Definitely. I usually don’t like to talk about strings because it’s such a personal thing that you have to figure out, but that was part of the sonic exploration, too. Different strings for bowing and for pizz. I’ve always been a fan of gut strings, but for [they are difficult to bow on], so I explored strings made for bowing. I’d never done that in my life – I’d always use jazz strings and try to make them work with the bow. Once you put strings on that are made for bowing, it’s a whole different world. Typically they’re darker and looser and they grab the bow hair. Then there was the technical side of which bass I use for each sound.
Since we’re talking gear a bit here, could you tell us about your basses?
Because I use different strings, I used two different basses on the recording. I used my old bass that I’ve had since 1994, which is an old German bass, for the arco stuff. For the pizzicato pieces, I used a new bass I bought a few years ago made by Ben Puglisi, who is a bass maker in Melbourne, Australia.
I set them up differently because they’re very different instruments. I’d say in general the German bass is darker sounding. It works well for classical, but I’ve always used it for all my jazz recordings. The new bass is quicker and the sound pops out faster. Now that I’m about to do some gigs like this, I’ve had to compromise because I don’t want to bring two basses. I’ve outfitted one bass with strings that work for both.
What were the difficulties of writing a solo bass album that you hadn’t run into before?
The first one that was surprising was that to be in the studio by yourself is a very different feeling. We’re always with people playing live or in the studio. I’ve gone in to do overdubs before by myself, but that’s always for a short period of time. Being in the studio for a couple of days by yourself was a startling revelation in that there’s nothing to react to except your own playing. It wasn’t a lonely experience, but it was a bit off-putting at first. I had to get through that pretty quick. Once I was in the studio I realized it’s such a different thing energetically. We’re just always used to being inspired by what’s coming at us from other people.

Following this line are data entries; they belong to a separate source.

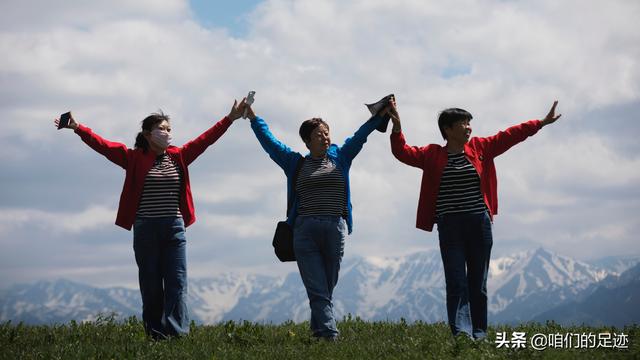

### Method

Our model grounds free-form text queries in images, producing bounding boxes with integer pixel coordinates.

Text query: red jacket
[391,120,542,231]
[75,116,232,230]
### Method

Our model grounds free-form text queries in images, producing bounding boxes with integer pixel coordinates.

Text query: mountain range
[0,248,640,326]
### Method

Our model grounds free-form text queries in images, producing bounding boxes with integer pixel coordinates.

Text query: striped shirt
[136,153,182,217]
[296,156,347,216]
[436,153,486,215]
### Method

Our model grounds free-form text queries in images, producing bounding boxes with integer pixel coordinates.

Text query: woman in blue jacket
[242,107,389,341]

[Another obstacle was] just the nature of the instrument being, for the most part, a single-note instrument. Of course, you have double stops, but harmony unfolds over time with the bass. It’s not like a piano where you hit a chord and say, “Ah, that’s A major.” You have to play through the chord and over the course of that statement you hear that it’s A major. You have to be aware of the clarity of the information and how it’s unfolding through time. It’s not spontaneous.

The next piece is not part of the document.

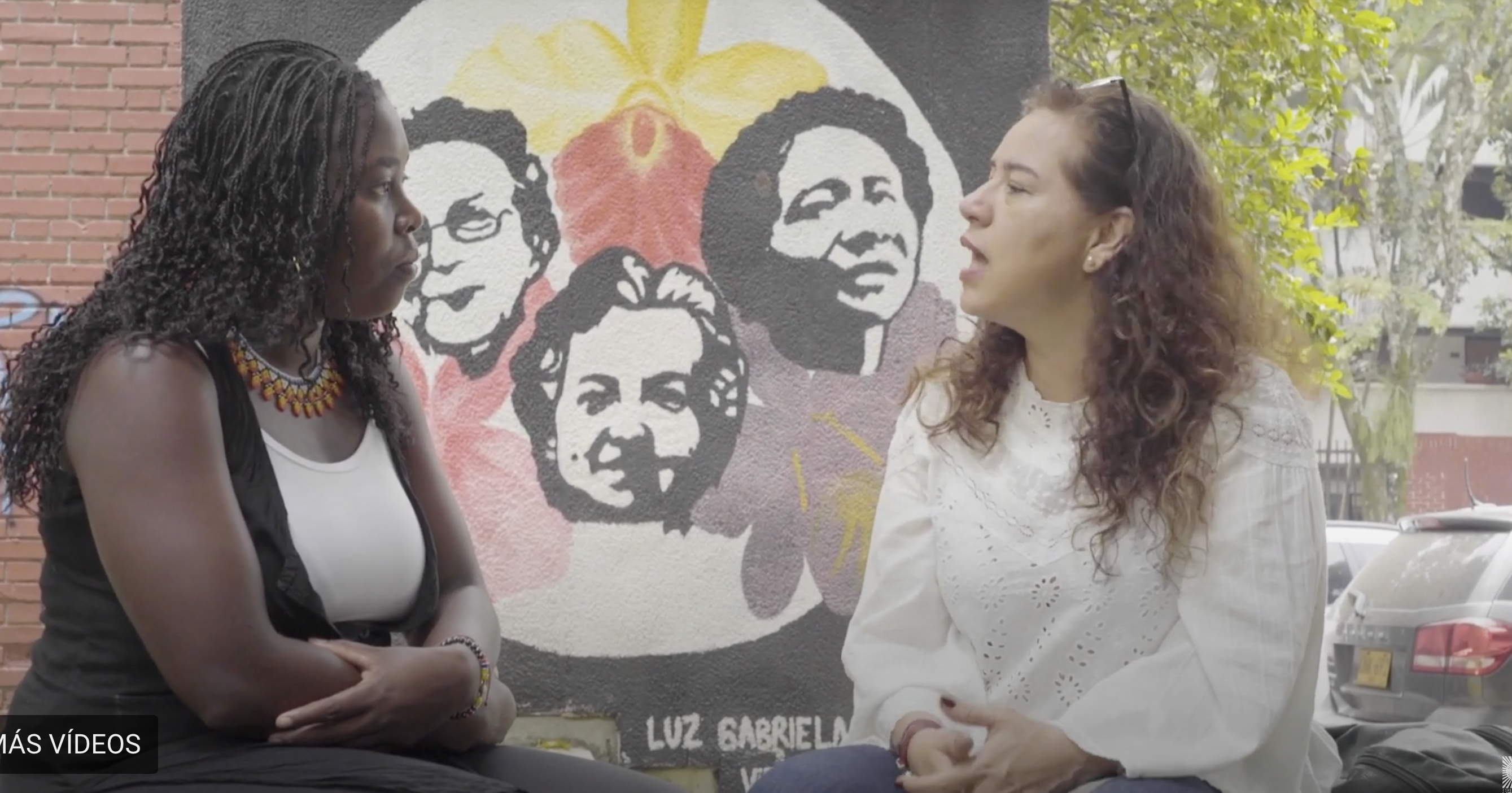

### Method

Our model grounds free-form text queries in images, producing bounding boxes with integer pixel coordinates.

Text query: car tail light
[1412,619,1512,677]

This came up a lot with the band FLY with [saxophonist] Mark Turner and [drummer] Jeff Ballard, where there’s no chordal instrument. The default for the listener might be that we’re playing free all the time. Compositionally, we have to be aware of that issue and make things more clear. You’re just dealing with two voices: tenor sax and bass. That harmony has to speak clearly enough as a two-note sound. As a bass player who’s dealing with showing clarity of form and harmony, I have to represent it in a way that shows the form of the tune so it doesn’t sound like we’re randomly reacting to each other. It was a similar experience for me with the solo bass. Stressing the lack of vertical harmony and that horizontal harmony is cool, but you have to be patient.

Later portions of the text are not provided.